The Government’s proposed halving of Feed in Tariffs and their deadline of 12 December created mayhem in what has been one of the very few burgeoning UK industries in these austere times. Our grumpy old man is seething at yet another example of the government having holes in its think tanks
If somebody in our business gets involved in dodgy dealings or incompetency, they could stand to end up on TV’s Rogue Traders or Cowboy Builders. When then can we expect Dominic Littlewood to be paying a call at the house of the holy that is the Department for Energy and Climate Change? That the government went flat out promoting a 43p Feed in Tariff (FiT) in order to propagate its green energy remit only to, just a few months later, halve that sum to 21p smacks of gross incompetency to me. If one of us did that with a customer’s quotation, we’d be hauled before a Trading Standards officer.
Don’t get me wrong, I understand the 43p tariff was unsustainable. But, how come I thought that from the outset and yet DECC’s experts didn’t? From my point of view it is the rate of change that is shocking. The FiT is/was too high, but only a fool would fail to see that slashing it in one fell swoop was going to cause panic in a young industry.
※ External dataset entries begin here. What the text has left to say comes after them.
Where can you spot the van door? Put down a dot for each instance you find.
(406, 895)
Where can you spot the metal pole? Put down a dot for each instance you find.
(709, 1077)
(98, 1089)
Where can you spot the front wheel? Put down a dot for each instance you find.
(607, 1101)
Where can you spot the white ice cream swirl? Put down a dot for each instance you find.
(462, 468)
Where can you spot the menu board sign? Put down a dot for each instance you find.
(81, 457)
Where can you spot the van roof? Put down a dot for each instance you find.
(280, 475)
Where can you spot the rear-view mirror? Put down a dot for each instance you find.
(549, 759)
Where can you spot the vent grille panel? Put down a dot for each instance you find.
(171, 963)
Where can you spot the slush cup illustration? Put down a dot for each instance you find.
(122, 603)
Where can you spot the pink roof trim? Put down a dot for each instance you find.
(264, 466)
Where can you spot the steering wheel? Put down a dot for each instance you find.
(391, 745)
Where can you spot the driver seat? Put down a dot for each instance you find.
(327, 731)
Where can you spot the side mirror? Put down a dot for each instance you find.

The outcome of this blundering is that a rapidly growing industry that already accounts for 30,000 jobs in Britain, faces an uncertain marketplace. This, just as the corner had been turned in terms of winning the hearts and minds of UK households about investing in solar PV energy.
Even Friends of the Earth, alongside two solar companies, threw its hat into this ring by challenging the government’s actions and forcing a hearing in the Court of Appeal. Friends of the Earth executive director Andy Atkins said: “These botched and illegal plans have cast a huge shadow over the solar industry, jeopardising thousands of jobs”.
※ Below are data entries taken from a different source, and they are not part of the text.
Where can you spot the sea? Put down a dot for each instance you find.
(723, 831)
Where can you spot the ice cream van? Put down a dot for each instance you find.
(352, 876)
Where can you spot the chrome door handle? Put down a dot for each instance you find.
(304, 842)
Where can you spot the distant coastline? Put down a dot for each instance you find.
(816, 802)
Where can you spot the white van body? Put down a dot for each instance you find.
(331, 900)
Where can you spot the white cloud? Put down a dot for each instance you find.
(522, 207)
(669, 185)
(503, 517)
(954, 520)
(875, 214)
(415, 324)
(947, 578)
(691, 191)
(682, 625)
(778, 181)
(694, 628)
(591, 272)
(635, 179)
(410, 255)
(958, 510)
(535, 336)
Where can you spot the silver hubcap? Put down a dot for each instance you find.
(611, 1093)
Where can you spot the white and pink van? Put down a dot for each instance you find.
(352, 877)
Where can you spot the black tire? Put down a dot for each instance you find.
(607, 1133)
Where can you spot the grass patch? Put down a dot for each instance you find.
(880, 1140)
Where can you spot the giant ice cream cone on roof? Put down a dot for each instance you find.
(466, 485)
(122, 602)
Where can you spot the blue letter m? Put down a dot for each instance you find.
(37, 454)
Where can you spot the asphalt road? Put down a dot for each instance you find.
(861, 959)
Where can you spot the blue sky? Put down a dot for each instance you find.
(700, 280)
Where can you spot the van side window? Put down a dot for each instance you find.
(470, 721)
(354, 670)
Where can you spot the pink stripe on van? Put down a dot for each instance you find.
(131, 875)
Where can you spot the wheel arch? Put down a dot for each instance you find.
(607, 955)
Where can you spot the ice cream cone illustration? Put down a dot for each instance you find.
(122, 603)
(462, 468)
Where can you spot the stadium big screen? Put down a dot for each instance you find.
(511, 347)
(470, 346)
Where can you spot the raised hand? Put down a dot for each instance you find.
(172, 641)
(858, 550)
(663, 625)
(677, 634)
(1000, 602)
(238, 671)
There is a darker facet to this whole sorry episode. One of the aims is to ultimately achieve grid parity in pricing. Paradoxically, the FiT cuts will delay this by about three years. Cambridge Modelling, which has recently completed a report into the cuts, contests that at the 43p rate solar PV installations were set to attain grid parity with residential prices as early as 2016.
Cambridge Modelling also questions why the development of the UK’s solar PV industry efficiencies has not been considered by DECC in its consultation report. As a result of this omission, areas of savings for UK electricity consumers under the existing tariffs (more than £57m in 2020 alone) have been overlooked.
The level of reduction in national solar PV uptake under the new FiT will have a considerable impact on learning within the UK solar PV industry – in relation to installation costs, commercial efficiencies and labour force development. Therefore, the Cambridge Modelling study recommends that accounting in the government’s Comprehensive Review be corrected to include the cost savings associated with the domestic component of learning behaviour for solar PV. This is a key to sustainability for solar PV.
DECC cites the reduction in the price of solar PV installations as the key reason for FiT reductions. For this to be true, the cost of solar PV must have fallen by 50%. I accept in some circumstances this may be true, but the prices may be transient. Yes, global growth of solar PV has enabled equipment manufacturers to begin to gain cost advantages in mass production. But, this has mainly been the case in relation to the panels. The most commonly used panel technologies (thin film and polycrystalline types) rely on polysilicon material, which experienced an unprecedented drop in prices during 2011. Will the price of this material increase in future? That is almost certain. By how much will it increase? Well, that’s anybody’s guess! Hence the premise for the FiT cut is founded on uncertainty about the future pricing of solar PV installations – genius!
Dr. Mark Hughes of Cambridge Modelling concluded: “Our report recommends a more comprehensive approach to the determination of Feed in Tariff reductions, based on long-term price trends, to ensure steady and sustainable levels of growth in the UK solar photovoltaic industry.”
I agree Dr Hughes, but surely that requires a few patches to be applied over DECC’s leaky think tank.